The pink chart below from last Friday’s Financial Times tells us a lot about where we are in markets now:
The indomitable FANG or FAANG stocks remain indomitable (that’s Facebook, Apple, Netflix, Google – plus Amazon if you do the double A). Though there was a brief moment of doubt earlier in the year, it passed in a twinkle, and since then, the tech mega-platforms have left the S&P 500’s total return of 2.7% in the dust. Amazon is up 45% year to date. Netflix has nearly doubled.
Next has been oil’s resurgence. While few talked about oil at the beginning of the year, now everyone does. In the second quarter, the S&P 500 energy sector topped info tech and returned 12.7%, its biggest quarterly gain since 2011.
Small caps are another notable winner — presumably because the domestic focus of small companies means they’ll suffer less than large multinationals if a trade war breaks out.
Meanwhile, on the negative side, the strong dollar has punished emerging markets. Gold has failed to become a safe haven in spite of a perception of heightened risk. The Shanghai market is curiously weak. And wild Bitcoin? It’s down nearly 60%.
While not much is clear now, one thing that is is that buying momentum stocks still is working. Momentum investing – the practice of buying what is doing well and rising in price – is trouncing value investing – the practice of buying what is excessively cheap. Momentum also is trouncing the overall market too — thanks largely to those aforementioned FAANGs.

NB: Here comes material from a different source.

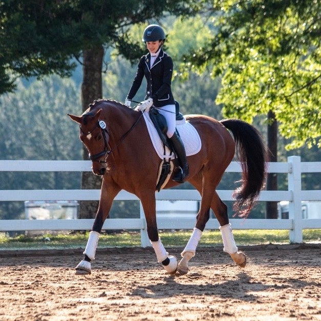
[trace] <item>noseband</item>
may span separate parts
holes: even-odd
[[[107,159],[107,158],[108,157],[108,156],[109,156],[109,155],[113,152],[113,149],[114,149],[114,148],[117,147],[118,146],[118,145],[126,138],[127,135],[135,128],[135,126],[137,124],[137,123],[139,121],[139,120],[140,119],[141,117],[143,116],[143,112],[143,112],[143,113],[142,113],[139,115],[139,117],[138,117],[136,121],[135,122],[135,123],[132,126],[132,127],[127,132],[126,132],[126,133],[125,133],[124,135],[122,135],[122,136],[121,137],[120,139],[119,140],[119,141],[117,143],[116,146],[114,146],[113,148],[111,148],[109,149],[108,149],[108,142],[107,140],[107,138],[106,138],[106,134],[108,135],[109,137],[110,136],[110,135],[109,135],[109,133],[108,132],[108,131],[107,130],[107,126],[106,125],[106,123],[103,120],[98,120],[96,126],[95,126],[95,127],[94,127],[94,128],[91,131],[90,131],[89,132],[87,133],[85,133],[81,129],[81,125],[79,125],[80,132],[81,132],[81,133],[82,133],[82,134],[83,134],[83,135],[84,135],[86,136],[88,136],[90,134],[91,134],[97,127],[99,127],[100,129],[100,130],[101,131],[101,133],[102,134],[102,137],[103,138],[103,141],[104,141],[103,151],[99,153],[97,153],[97,154],[95,154],[94,155],[91,155],[90,153],[89,159],[90,159],[90,160],[91,160],[92,162],[97,162],[98,163],[102,163],[105,164],[106,160]],[[85,116],[93,116],[94,114],[92,113],[88,112],[88,113],[86,113],[85,114],[84,114],[83,115]],[[100,158],[100,157],[102,157],[102,156],[104,156],[103,160],[99,160],[99,161],[97,160],[99,158]]]
[[[79,128],[80,129],[80,132],[86,136],[88,136],[89,134],[91,134],[96,128],[99,127],[100,129],[100,131],[101,131],[101,134],[102,135],[102,137],[103,138],[103,151],[100,152],[99,153],[97,153],[93,155],[91,155],[90,153],[89,154],[89,159],[91,160],[92,162],[98,162],[98,163],[106,163],[106,159],[107,157],[109,156],[109,154],[112,152],[111,149],[108,149],[108,143],[107,141],[107,138],[106,137],[106,134],[107,134],[109,137],[109,133],[108,133],[108,131],[107,130],[107,127],[106,126],[106,123],[103,120],[98,120],[97,125],[91,130],[88,132],[88,133],[85,133],[81,129],[81,125],[79,125]],[[102,156],[104,156],[103,160],[97,160],[100,157]]]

Since the start of 2017, the S&P 500 Momentum Index has outperformed the broad index by 15%, a level of excess return not seen since early 2008. That kind of extreme outperformance suggests that momentum investing’s time will soon be coming to an end. After all, nothing can grow to the sky forever. Or can it?
We don’t think so. But value investing’s time has been a long time coming for a long time now, and it still hasn’t come. Momentum stocks, meanwhile, are up nearly 9% year-to-date.
So value investing’s time is either coming in a big way, or it’s not. Eventually, we’ll find out. And when we do, we’ll know what turned out to be the biggest mistake for value investors this period.
Will it be failing to understand that big technology platforms need to be valued differently than other companies? To be fair, Apple and Google have been viewed as value stocks at different times over the last half decade, but is it possible that value investors failed to recognize there are different rules for understanding the businesses and financial statements and valuation ratios of the real high fliers like Amazon?
Or will the big mistake turn out to be losing patience at precisely the wrong time? After all, the patience of value investors is being seriously tested, and the temptation to give up on value and give in to FAANGs seems to grow every day. What a shame it would be if it turns out that large numbers of investors do so at exactly the wrong time.